LUCENE-9838: simd version of VectorUtil.dotProduct#18
LUCENE-9838: simd version of VectorUtil.dotProduct#18rmuir wants to merge 1 commit intoapache:mainfrom
Conversation
gradle/defaults-java.gradle
Outdated
| } | ||
|
|
||
| configure(project(":lucene:core")) { | ||
| plugins.withType(JavaPlugin) { |
There was a problem hiding this comment.
If this is MR-jar code then it'd be cleaner to create separate sourcesets for different jdk levels required and then apply these compiler options to each sourceset. This makes it possible to work with multiple "levels" of compatibility on the same source data.
You could also (conditionally) disable compilation of these extra sourcesets if the compiler version is lower than the sourceset's required version... this would enable people to work with the code without installing all the (alpha) JDKs.
I can take care of this if needed - let me know.
There was a problem hiding this comment.
The problem is currently: it is incubating API, so it will break with JDK17 again.
We have to wait that the incubating module get's into java.base / java.whatever, so it can be used and API is stable. The problem with MR-JARs is the following:
- it does not handle module system, so you would get ClassNotFound if you dont start with correct command line flag
- You can't say: "use this only is Java version exactly 16"
Like with my own Pull Request for MMAP: We should test this, e.g. on Jenkins, but not add to productive code.
There was a problem hiding this comment.
I feel the same for MMapDirectory v2: "it should really go into Lucene Core", with some trick, but at the moment I have to wait. Netty has something similar at moment, you have to download a separate JAR and add it to your classpath.

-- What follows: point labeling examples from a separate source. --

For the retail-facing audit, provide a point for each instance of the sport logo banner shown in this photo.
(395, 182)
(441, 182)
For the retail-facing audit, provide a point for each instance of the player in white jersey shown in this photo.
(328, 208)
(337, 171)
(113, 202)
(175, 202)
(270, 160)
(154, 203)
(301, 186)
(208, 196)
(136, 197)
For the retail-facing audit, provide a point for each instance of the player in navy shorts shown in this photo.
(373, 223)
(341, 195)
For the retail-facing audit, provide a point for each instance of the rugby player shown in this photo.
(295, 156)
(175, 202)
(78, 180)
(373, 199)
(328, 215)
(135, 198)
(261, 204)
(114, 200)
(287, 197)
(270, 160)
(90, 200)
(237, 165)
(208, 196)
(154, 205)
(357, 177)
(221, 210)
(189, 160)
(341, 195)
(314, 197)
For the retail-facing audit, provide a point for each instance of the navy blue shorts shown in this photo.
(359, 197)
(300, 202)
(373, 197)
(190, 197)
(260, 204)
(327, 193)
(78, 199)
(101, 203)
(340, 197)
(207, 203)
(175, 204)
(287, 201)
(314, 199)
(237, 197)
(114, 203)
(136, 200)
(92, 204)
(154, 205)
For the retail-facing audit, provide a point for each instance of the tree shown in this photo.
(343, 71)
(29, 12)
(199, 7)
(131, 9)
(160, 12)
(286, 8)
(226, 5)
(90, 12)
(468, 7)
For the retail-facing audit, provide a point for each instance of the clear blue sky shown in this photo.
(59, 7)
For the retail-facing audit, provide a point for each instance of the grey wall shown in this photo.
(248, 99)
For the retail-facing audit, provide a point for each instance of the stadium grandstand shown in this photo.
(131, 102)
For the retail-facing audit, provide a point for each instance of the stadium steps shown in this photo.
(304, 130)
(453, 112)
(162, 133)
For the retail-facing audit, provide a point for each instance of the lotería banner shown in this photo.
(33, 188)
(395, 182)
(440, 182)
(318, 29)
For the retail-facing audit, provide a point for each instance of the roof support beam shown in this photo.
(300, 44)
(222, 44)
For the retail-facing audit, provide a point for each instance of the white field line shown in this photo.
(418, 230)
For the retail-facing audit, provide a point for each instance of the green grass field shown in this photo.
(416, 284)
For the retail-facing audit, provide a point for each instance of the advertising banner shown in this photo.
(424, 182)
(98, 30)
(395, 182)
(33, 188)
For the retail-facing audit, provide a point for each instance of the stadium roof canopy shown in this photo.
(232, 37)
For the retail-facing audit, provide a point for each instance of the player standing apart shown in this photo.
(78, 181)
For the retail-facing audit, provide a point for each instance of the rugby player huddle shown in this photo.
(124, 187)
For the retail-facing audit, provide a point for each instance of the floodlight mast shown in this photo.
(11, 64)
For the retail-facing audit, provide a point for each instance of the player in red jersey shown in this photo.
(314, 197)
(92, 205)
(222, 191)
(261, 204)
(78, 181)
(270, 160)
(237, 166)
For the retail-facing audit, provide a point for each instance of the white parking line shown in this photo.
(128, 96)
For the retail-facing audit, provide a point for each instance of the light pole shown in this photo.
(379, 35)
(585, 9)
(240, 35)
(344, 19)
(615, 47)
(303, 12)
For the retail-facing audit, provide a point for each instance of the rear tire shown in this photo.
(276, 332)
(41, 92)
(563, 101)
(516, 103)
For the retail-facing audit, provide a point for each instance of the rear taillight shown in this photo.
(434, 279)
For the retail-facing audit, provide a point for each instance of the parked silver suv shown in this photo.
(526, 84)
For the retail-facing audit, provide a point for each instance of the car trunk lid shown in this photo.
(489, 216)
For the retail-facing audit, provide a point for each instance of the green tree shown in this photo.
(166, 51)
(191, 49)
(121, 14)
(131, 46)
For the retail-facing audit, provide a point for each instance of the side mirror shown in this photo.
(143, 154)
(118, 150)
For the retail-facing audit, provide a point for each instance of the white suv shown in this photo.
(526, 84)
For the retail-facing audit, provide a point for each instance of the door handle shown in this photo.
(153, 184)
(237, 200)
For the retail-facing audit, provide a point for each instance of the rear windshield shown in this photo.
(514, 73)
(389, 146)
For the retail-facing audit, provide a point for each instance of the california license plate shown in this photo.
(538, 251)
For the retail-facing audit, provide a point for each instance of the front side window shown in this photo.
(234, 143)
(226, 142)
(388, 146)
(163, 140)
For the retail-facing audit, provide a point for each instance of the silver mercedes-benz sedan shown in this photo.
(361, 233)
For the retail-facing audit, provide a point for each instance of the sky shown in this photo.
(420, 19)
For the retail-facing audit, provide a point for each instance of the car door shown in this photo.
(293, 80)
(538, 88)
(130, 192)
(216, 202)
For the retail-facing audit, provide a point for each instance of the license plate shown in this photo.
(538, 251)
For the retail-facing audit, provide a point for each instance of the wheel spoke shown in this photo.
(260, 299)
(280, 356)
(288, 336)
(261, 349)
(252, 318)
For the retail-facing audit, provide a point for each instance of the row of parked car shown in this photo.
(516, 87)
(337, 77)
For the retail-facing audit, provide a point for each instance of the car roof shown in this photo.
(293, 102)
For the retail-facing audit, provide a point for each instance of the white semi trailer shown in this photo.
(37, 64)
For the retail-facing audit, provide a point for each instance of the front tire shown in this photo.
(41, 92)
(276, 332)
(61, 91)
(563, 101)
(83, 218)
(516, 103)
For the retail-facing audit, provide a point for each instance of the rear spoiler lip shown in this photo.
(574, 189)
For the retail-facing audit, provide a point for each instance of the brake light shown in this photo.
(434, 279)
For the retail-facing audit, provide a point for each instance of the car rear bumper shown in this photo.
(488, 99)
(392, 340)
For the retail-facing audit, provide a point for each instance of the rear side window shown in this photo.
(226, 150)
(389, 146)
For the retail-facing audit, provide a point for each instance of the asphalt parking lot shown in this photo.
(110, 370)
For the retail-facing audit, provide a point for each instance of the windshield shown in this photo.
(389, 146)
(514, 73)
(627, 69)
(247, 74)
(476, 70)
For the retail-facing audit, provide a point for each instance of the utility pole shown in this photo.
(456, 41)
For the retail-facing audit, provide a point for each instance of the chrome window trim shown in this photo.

So one way to implement this: Add a separate lucene module that's optional and use some "plug in" mechanism (e.g., SPI). People who want to use it must use the exact correct version for their JDK version and must add some command line flag to use it (enable it in their JDK).
There was a problem hiding this comment.
For MMapDirectory my plan would be to have a separate lucene-mmap-foreign-jdk16.jar that compiled against JDK 16 that provides another directory. Code that wants to use it knows:
- you have to add the JAR file
- you have to hardcode new JDK16MMapDirectory() instead of FSDircetory.open()
- add command line flags
There was a problem hiding this comment.
Is it really impossible though? Wit MR-JAR could we define a class version for 16+, but define slow version for 17+? Effectively, we define a version of the code for only exactly version 16?
Furthermore, couldn't we check with static initializer and if the incubator module isn't available, link methodhandle to a slow version?
There was a problem hiding this comment.
I think: for this use case, we should not use MR-JARs at all. Just use a MethodHandle. It's just a single method and a few classes. Maybe you can construct this using a single MethodHandle using those combiners (MethodHandles.adapt.... and MH.guard, and all other methods).... Another MethodHandle would go to our slow version.
There was a problem hiding this comment.
I'll just repeat what I think I'm hearing since I'm slow ... It sounds like a way forward is something like this?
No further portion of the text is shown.